Pope calls for a ‘globalization of solidarity’
Francis visited the Sant'Egidio Community on 50th anniversary
ope Francis has encouraged members of the Sant’Egidio Community to continue courageously in their mission to build bridges, keep dialogue open, stay close to the poor and the discarded, and pray for peace.
The Pope’s words came on Sunday afternoon during a visit to the headquarters in Rome of the Community that is celebrating its 50th anniversary. During a celebration of the Liturgy of the Word inside the beautiful Santa Maria in Trastevere Basilica which the lay organization uses to shelter the homeless and offer Christmas lunch to the poor, the Pope spoke with gratitude of the work carried out by the world-wide network of Sant’Egidio volunteers and its mission to broker peace and accompany the poor.
“Prayer, poverty and peace” are the three P’s upon which the Community rests, he said, and he thanked its members for their wish to continue to look to the future with a sense of responsibility in a time that he described as “a time of fear before the vast dimensions of globalization: fears that are often focused on the stranger, on he who is different, poor… as if he were an enemy.”
Francis thanked Sant’Egidio members for praying for peace and for working for peace, and he highlighted the predicament of the Syrian people, some of whom have been safely brought to Europe where they have found welcome and support thanks to the ‘humanitarian corridors’ the Community has organized in collaboration with other faith-based organizations.

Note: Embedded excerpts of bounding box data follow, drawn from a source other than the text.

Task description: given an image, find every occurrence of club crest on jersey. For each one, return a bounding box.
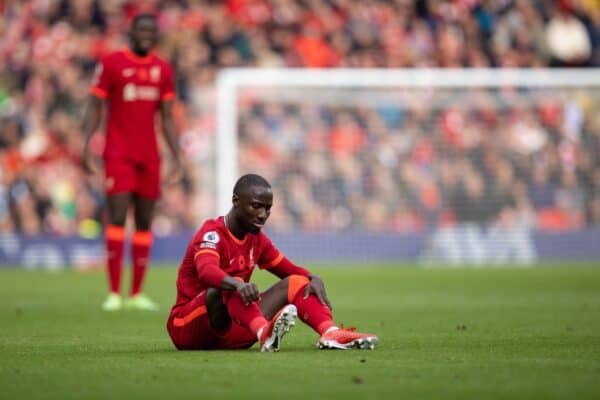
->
[202,231,221,244]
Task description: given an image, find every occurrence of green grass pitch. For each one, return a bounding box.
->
[0,265,600,400]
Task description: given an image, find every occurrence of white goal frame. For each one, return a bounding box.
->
[216,68,600,214]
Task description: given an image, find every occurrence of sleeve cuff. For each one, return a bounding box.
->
[160,92,175,100]
[90,86,108,99]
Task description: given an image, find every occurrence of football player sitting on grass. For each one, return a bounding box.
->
[167,174,378,351]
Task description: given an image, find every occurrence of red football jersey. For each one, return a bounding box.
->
[91,49,175,161]
[174,217,283,308]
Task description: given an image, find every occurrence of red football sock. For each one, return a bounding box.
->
[105,225,125,294]
[227,293,268,335]
[288,275,335,335]
[131,231,152,296]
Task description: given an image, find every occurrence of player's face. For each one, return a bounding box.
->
[131,18,158,54]
[236,186,273,233]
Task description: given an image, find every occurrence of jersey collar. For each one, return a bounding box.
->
[221,215,248,244]
[123,47,154,64]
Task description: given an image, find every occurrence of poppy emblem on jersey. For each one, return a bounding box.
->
[104,176,115,190]
[138,69,148,81]
[202,231,221,244]
[150,66,160,82]
[123,68,135,78]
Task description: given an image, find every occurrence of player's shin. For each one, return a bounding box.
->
[226,292,268,335]
[288,275,335,335]
[131,231,152,296]
[105,225,125,294]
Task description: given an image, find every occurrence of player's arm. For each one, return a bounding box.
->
[81,93,104,173]
[159,61,183,183]
[259,240,332,309]
[160,98,183,183]
[81,59,109,173]
[194,247,260,304]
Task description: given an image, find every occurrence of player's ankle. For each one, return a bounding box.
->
[323,325,340,335]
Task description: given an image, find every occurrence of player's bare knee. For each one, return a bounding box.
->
[285,275,310,303]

Reflecting on the fact that the only sustainable future for a global world is one where people can live together in peace, the Pope called on the Sant’Egidio Community to continue to help foster a ‘globalization of solidarity and of the spirit’ by building bridges, keeping dialogue open and favouring encounter. “Today, in an uncertain world, with so many ongoing wars”, the Pope told Sant’Egidio members to courageously push forward with their programmes for children in the peripheries, with their ‘Schools of Peace’, staying close to the elderly who are so often discarded, and continuing to open ‘humanitarian corridors’ for those fleeing war and hunger. “The poor are your treasure” he said.